A lot of people are put off by Trump. For the most part, I truly do think it’s his way of expressing himself. Add to that the fact that he hasn’t spent a lifetime training in the urbane forms of political lying that is so common anymore that a person like me finds it not only almost nauseating, but a kind of imposition on my personal freedom.
It extends outside the political arena more and more all the time. There are more and more things we “can’t say” . There are more and more constraints masking as “good manners”. There are more and more things we “have to accept” that we really don’t accept, but are almost compelled to affirm that we at least give them deference. And one has a niggling suspicion that if we become well enough trained in our language, we are simultaneously training our minds, even our souls along paths set for us by those who would like to control us to our very depths.

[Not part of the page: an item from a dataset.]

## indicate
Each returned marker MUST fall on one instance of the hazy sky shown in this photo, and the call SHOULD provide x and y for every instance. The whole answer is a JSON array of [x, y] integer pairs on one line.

I am often put to mind of some of Solzhenitsyn’s observations, probably because I have read and re-read so many of his writings. One of the things he said that sticks in my mind is his elucidation of how one’s speech became more and more limited in the Soviet society, out of fear. As time went on, there were more and more things one couldn’t say; more and more things one had to say. He compared it to having our mouths sewn shut, stitch by patient stitch.
At some point, one simply feels like shouting something deemed outrageous just to jar people out of their torpor. I think Trump (instinctively?) understands that, and I think that’s a big part (though not all) of his appeal. He says a lot of things people would like to say, but don’t dare to say. No, the thoughts are not completely elucidated and are often overstated. But they have meaning. And the meanings are almost never what the politically correct societal “schoolmarms of speech” take them to be, or represent them to be.